Türkiye ve KKTC, Yunanistan ve GKRY tarafından akdedilen antlaşmaları kendi deniz yetki alanlarını ihlal ettiği, Kıbrıs Türklerini ve onların irade ve haklarını yok saydığı gerekçesi ile hukuksuz ve kabul edilemez ilan etmiştir. Yunanistan ve GKRY de Türkiye ve KKTC arasında imzalanan sınırlandırma antlaşmasını, KKTC’nin hukuki olarak “mevcut olmadığı” ve ayrıca GKRY’nin deniz yetki alanlarını ihlal ettiği gerekçeleriyle tanımadıklarını beyan etmiştir.
Tarafların üzerinde hak iddia ettikleri ve diğer bazı devletlerle antlaşma akdetmek suretiyle kendi aralarında kabul ettikleri deniz yetki alanlarının çakışması ve bu sınırların birbiriyle uyumlu hale getirilememeleri sebepleriyle birtakım krizler meydana gelmiştir ve gelmeye de devam etmektedir. Bu krizler genel olarak ihtilaflı bölgelerde sismik araştırma ve sondaj faaliyetleri için ruhsat verme, bu faaliyetlerde bulunulmasını sağlamak için NAVTEX ilan etme, diğer tarafın deniz yetki alanını “ihlal eder” nitelikteki sismik araştırma ve sondaj faaliyetlerini engelleme şeklindedir
TÜRKİYE, YUNANİSTAN VE GKRY’NİN TALEPLERİ VE GEREKÇELERİ
Bölgedeki haklarını Girit, Çoban, Kerpe, Rodos ve Meis adalarına dayandıran Yunanistan, sınırların belirlenmesinde adalar ve ana karalar arasında ayrım gözetilemeyeceğini; bu sebeple en dıştaki adalar veya ana karalar esas alınarak çizilen ortay hattın kıta sahanlığı sınırı olarak belirlenmesi gerektiğini öne sürmektedir.
GKRY de –Yunanistan’a benzer şekilde– deniz yetki alanlarına sahip olma bakımından ana karalar ile adaların eşit hakka sahip olduğunu iddia etmekte olup aksine bir antlaşma yapılana kadar ortay hattın geçici sınır kabul edileceğini kendi iç hukuk kuralı haline getirmiştir. Böylece Kıbrıs Adası ile Türkiye ülkesi arasındaki sınırın ortay hat olarak kabul edilmesi gerektiğini savunmaktadır. Yunanistan ve GKRY tarafından öne sürülen tezlere göre Türkiye Cumhuriyeti tarafından iddia edilen deniz yetki alanları büyük ölçüde daralmakta, yaklaşık rakamlarla ifade edildiğinde 145 bin kilometrekareden 41 bin kilometrekareye düşmektedir.

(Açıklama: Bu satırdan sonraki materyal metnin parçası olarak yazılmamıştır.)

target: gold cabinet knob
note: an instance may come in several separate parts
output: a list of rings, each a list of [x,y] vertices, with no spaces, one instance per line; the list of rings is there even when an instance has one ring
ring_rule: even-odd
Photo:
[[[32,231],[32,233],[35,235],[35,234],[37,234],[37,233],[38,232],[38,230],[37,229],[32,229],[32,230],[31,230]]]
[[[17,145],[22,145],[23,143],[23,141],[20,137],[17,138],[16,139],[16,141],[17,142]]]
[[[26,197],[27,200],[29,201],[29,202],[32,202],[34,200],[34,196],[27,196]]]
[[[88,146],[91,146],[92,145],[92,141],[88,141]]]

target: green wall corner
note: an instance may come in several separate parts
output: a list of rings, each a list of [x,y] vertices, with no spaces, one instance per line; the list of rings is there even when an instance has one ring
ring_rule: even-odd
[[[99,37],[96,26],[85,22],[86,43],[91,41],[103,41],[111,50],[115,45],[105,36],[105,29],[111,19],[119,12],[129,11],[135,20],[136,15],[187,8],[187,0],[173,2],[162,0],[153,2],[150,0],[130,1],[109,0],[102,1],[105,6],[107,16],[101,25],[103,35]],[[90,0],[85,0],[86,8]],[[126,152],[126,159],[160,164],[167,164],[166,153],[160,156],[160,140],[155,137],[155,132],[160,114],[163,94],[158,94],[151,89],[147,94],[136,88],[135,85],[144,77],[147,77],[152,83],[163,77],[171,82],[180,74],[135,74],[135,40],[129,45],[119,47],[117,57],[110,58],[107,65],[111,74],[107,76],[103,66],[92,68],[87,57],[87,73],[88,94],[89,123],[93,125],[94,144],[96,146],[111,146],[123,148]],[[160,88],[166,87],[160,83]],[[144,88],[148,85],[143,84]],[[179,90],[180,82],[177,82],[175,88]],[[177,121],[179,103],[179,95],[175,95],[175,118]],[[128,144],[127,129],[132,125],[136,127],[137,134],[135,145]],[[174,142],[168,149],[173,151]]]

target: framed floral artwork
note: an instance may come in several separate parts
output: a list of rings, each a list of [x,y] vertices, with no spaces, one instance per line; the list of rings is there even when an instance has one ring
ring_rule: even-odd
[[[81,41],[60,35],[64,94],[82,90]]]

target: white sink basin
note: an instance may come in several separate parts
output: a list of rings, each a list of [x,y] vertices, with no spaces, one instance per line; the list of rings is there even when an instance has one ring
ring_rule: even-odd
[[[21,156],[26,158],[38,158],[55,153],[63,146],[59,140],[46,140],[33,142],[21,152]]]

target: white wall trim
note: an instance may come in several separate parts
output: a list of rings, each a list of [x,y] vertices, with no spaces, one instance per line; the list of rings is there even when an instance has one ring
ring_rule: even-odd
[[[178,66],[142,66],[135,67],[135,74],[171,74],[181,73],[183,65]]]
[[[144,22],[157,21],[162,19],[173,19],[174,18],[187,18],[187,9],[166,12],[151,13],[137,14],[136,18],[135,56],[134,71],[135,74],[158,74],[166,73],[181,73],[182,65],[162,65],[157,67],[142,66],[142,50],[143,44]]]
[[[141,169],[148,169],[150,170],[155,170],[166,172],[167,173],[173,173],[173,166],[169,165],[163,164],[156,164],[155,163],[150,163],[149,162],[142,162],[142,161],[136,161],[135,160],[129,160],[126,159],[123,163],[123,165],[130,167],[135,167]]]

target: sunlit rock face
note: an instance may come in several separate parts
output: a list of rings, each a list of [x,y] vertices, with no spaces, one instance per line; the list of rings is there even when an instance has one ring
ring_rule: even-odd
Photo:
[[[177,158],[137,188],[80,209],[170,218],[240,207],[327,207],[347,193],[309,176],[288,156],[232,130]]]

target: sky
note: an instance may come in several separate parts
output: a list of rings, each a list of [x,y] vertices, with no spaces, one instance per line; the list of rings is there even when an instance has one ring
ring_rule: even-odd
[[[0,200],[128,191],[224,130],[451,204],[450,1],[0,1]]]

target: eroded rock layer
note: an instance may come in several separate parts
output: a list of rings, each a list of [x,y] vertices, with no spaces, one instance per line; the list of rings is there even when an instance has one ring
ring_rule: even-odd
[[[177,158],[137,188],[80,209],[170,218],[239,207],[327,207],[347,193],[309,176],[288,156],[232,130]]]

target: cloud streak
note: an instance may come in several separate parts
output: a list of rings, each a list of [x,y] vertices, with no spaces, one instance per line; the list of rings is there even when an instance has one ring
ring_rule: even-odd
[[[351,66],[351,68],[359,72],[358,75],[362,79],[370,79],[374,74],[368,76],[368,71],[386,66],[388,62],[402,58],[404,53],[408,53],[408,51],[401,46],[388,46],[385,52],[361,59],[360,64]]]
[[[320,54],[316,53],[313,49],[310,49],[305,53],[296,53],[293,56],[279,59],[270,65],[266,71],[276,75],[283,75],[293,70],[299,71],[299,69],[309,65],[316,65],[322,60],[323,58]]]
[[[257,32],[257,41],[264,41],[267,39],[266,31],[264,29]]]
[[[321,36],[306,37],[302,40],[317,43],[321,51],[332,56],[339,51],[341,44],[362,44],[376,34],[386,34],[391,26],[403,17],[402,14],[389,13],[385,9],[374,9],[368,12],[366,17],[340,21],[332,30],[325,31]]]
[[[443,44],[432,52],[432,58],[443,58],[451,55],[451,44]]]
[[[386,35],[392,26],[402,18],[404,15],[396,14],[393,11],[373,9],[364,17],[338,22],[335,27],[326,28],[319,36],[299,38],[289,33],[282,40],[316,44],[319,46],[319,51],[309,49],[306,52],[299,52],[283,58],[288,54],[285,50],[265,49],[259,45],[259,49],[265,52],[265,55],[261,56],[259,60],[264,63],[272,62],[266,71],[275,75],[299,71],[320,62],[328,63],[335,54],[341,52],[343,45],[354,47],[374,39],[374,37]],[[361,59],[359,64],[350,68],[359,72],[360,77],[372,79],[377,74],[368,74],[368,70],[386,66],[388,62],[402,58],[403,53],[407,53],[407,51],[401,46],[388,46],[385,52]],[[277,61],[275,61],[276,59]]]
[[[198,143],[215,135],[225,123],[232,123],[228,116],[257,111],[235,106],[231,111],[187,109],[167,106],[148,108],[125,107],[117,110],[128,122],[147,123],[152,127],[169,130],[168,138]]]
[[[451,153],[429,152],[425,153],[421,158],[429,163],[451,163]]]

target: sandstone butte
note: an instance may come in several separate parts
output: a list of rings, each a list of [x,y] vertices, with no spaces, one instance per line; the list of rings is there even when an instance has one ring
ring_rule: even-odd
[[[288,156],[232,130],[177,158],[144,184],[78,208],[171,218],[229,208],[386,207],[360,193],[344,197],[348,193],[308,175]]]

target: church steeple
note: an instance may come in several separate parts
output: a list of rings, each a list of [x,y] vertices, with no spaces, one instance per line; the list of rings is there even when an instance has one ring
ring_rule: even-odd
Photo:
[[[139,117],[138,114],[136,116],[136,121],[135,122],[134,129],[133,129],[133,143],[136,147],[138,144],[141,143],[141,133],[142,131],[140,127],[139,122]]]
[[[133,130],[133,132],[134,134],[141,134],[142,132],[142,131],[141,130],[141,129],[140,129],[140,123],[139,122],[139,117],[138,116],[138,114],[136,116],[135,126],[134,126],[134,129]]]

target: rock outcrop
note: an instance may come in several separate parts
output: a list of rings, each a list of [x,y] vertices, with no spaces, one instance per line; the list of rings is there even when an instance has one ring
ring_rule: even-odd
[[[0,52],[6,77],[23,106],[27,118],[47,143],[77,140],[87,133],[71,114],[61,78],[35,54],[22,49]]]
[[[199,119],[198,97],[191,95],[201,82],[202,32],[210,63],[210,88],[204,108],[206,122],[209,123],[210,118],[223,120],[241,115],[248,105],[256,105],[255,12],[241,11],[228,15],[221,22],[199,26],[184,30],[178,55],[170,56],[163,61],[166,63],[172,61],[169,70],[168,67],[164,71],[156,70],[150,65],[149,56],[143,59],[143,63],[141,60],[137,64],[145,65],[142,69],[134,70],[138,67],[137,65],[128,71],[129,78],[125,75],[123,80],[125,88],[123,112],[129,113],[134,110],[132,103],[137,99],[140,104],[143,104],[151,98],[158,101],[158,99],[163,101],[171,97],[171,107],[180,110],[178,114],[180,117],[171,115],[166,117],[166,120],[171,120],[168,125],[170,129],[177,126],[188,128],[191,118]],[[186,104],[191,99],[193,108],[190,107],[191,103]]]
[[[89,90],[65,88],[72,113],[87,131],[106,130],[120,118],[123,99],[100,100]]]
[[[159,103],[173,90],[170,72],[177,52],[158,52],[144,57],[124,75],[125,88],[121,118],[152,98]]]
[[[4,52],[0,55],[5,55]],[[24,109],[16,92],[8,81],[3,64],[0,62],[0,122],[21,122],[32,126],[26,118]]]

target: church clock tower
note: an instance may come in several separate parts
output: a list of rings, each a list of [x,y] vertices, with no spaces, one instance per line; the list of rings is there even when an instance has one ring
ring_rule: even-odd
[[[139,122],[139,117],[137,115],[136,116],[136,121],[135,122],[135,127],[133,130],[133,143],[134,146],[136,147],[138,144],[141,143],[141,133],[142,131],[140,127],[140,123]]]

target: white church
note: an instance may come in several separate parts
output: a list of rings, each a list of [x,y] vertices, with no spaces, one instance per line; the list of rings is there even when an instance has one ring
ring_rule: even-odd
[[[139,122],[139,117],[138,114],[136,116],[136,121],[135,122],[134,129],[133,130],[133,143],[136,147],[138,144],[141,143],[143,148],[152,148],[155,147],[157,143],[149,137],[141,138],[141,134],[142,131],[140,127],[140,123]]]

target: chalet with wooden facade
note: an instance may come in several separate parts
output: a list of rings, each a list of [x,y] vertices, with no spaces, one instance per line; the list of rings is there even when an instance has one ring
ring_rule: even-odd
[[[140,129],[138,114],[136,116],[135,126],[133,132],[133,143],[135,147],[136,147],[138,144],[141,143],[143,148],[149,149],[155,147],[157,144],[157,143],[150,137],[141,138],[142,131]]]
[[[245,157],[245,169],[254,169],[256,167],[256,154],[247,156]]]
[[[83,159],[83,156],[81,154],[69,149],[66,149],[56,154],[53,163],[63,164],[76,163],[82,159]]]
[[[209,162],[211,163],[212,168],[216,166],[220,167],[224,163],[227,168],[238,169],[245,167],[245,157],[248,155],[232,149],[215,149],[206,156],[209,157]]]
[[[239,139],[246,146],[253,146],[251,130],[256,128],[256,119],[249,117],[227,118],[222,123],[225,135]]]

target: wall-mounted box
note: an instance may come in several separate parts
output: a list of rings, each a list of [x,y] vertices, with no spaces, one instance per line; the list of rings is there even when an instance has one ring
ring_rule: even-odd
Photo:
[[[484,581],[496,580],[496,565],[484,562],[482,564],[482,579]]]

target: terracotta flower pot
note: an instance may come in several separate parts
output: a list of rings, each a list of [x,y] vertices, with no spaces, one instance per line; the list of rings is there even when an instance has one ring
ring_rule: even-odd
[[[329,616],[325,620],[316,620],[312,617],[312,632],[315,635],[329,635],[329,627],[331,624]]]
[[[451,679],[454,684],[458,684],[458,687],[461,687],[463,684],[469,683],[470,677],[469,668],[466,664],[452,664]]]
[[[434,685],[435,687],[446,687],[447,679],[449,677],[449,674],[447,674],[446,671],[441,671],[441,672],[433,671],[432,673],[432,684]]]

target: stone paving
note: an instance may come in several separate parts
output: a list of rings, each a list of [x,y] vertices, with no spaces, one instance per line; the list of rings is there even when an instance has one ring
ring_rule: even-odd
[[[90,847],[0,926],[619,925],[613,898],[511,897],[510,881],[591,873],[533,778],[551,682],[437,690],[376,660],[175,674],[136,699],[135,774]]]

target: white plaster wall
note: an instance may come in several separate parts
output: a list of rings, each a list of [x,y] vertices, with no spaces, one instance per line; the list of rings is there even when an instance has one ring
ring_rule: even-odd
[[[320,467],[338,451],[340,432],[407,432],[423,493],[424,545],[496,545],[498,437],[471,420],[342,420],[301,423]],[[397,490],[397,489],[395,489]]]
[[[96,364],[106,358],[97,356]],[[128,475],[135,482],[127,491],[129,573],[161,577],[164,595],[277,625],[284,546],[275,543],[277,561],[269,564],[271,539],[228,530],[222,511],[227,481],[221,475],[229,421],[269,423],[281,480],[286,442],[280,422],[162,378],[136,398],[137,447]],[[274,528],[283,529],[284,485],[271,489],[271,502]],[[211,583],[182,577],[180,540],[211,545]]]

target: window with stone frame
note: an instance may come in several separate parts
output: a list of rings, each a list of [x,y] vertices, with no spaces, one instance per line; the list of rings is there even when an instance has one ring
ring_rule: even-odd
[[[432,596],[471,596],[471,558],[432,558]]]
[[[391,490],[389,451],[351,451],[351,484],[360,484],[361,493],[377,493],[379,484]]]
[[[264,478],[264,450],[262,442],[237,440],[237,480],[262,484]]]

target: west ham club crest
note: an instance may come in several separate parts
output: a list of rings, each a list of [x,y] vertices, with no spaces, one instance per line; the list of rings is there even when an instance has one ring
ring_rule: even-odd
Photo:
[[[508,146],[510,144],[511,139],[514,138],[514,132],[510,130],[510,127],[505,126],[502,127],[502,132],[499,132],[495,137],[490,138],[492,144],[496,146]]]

Türkiye ise yarı kapalı bir deniz olması vasfı ile Doğu Akdeniz’de deniz yetki alanlarının sınırlandırılmasının uluslararası hukuka, hakkaniyete ve oransallık ilkesine uygun antlaşmalar ile yapılması gerektiğini savunmakta; Doğu Akdeniz’de sahip olduğu yaklaşık 1.870 kilometrelik kıyı şeridi uzunluğunu görmezden gelen Yunanistan ve GKRY’nin iddia ettiği ve kendisini Antalya Körfezi açıklarına hapseden sınırlandırmayı hukuksuz ve kabul edilemez olarak nitelendirmektedir.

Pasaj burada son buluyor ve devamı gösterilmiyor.